Function calls are not free. They add to the amount of work that the LLM has to do, and they set a floor on how simple and stupid the LLM can be. Function calls are important and necessary because they allow the LLM to manage its context window. By calling a function and adding the result to its context window, the LLM can know things that you haven't explicitly told it. This is key for retrieval augmented generation (RAG) which applies function calling to databases and search engines, typically using similarity searches based on embedding models and vector databases for leverage.
Self Calling
Because the LLM has the ability to call tools, we can create tools which enable the LLM to talk to themselves and leave notes.

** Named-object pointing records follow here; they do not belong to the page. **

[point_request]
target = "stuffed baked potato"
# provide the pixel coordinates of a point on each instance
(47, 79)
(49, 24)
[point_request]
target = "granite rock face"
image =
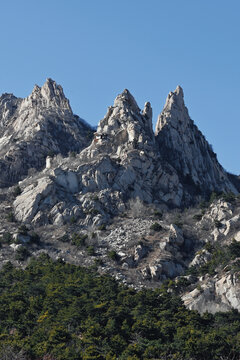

For example, we can create a tool that says "store some relevant information about this chat" and when its called, the program puts it in a datastore (database or memory) and returns success. Later, the LLM can query for that information in another chat and recall it.
This is basically the Memento strategy applied to LLMs: you wake up every day as an amnesiac, and you work out who you are and what you're supposed to do from the notes to yourself.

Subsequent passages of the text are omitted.